Да, в тридцать лет разбираешься в людях. В тридцать лет иной раз видишь человека с первого взгляда, при первом же рукопожатии. И куда ценнее краснобаев, говорунов такие скучные, постные люди, как капитан Гарцуев или как тот неутомимый охотник, которого прозвали на пароходстве Партизаном. Охотник и в самом деле партизанил мальчишкой, был много раз ранен, мечен пулей, врачи запретили ему мотаться по охотничьим пространствам болот и лесов, а Партизан, весь чиненый, с латаным черепом, вставной челюстью, с двумя искусственными ребрами, все так же без опаски скитался по лесам и лишь опасался попадать к врачам, выслушивать категорические приговоры.
В тридцать лет навидался людей! Вот почему Жернович таким недовольным выглядел теперь, когда безуспешно пытался уйти в себя, в свои мысли, от скороговорки Веремейчика и когда эта скороговорка вое же донимала его. И все об одном и том же, об одном и том же твердил Веремейчик то с правого бока, то с левого бока!
Постой, сказал он себе немного спустя, ведь ты же знаешь людей и знаешь Веремейчика. Ну пусть радуется человек. Пусть!
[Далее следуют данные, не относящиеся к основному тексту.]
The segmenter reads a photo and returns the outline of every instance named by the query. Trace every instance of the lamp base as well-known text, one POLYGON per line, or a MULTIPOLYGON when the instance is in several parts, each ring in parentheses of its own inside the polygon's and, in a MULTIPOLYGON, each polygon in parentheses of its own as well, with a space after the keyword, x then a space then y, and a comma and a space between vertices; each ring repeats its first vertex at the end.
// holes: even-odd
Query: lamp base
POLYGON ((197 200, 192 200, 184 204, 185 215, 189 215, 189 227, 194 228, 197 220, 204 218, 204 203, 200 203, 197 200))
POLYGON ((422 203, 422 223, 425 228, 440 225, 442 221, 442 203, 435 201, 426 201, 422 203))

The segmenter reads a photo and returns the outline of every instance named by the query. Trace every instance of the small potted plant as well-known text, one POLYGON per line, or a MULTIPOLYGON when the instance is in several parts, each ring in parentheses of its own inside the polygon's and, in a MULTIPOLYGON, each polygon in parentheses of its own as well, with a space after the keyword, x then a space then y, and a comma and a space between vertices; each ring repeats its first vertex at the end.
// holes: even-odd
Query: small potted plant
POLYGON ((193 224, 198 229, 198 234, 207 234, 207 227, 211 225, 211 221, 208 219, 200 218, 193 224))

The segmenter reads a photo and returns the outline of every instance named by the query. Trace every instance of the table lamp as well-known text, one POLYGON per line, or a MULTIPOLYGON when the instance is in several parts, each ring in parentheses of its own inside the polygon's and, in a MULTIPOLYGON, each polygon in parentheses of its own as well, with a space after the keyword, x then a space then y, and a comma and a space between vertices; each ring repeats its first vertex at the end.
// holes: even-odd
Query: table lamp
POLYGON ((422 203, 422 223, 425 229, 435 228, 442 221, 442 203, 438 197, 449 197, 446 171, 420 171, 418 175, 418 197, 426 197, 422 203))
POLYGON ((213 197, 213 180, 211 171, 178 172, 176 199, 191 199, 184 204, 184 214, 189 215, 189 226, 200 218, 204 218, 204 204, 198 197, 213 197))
И он даже миролюбиво повернулся к Веремейчику, когда тот не впервые уже принялся соблазнять болгарскими своими сигаретами, он даже сам взял из рук Веремейчика знакомую зажигалку, чтобы чиркнуть ею, и услышать звон, и поднести огонек настырному человеку.
Но прежде, чем чиркнуть, он подбросил немую пока зажигалку в ладони, а поймать не сумел, и зажигалка тихо канула в воду, за борт, в отвалы волн.
И оба ошеломленно глянули друг на друга, а затем вниз, на дутым стеклом отваливающие от борта волны, хотя глядеть надо было за корму, назад, потому что катер не стоял, шел, шел вперед.
Насколько хорошо ни знал он Веремейчика, а все же и предвидеть не мог, какая это утрата для Веремейчика и как тот горячо, и гневно, и почти слезно застенает, закричит, станет оплакивать зажигалку. Ах, какая это была зажигалка! Какая это незаменимая штучка для настоящего мужчины! И как это угораздило выронить! Тут почти вредительство — выронить ее! Почти выбросить! Да что же это? Поющая зажигалка! А ее, ее… Такая зажигалка, черт возьми!
Широко открытыми глазами смотрел он на вспотевшего Веремейчика и, ничем не охлаждая его, ни единым словом, удивленно находил в нем нового человека, в котором прежде, помнится, никогда не просыпалась такая страсть, такое кликушество, такая неистовость. И все это новое, неспокойное в нем было так непривычно и так неприятно!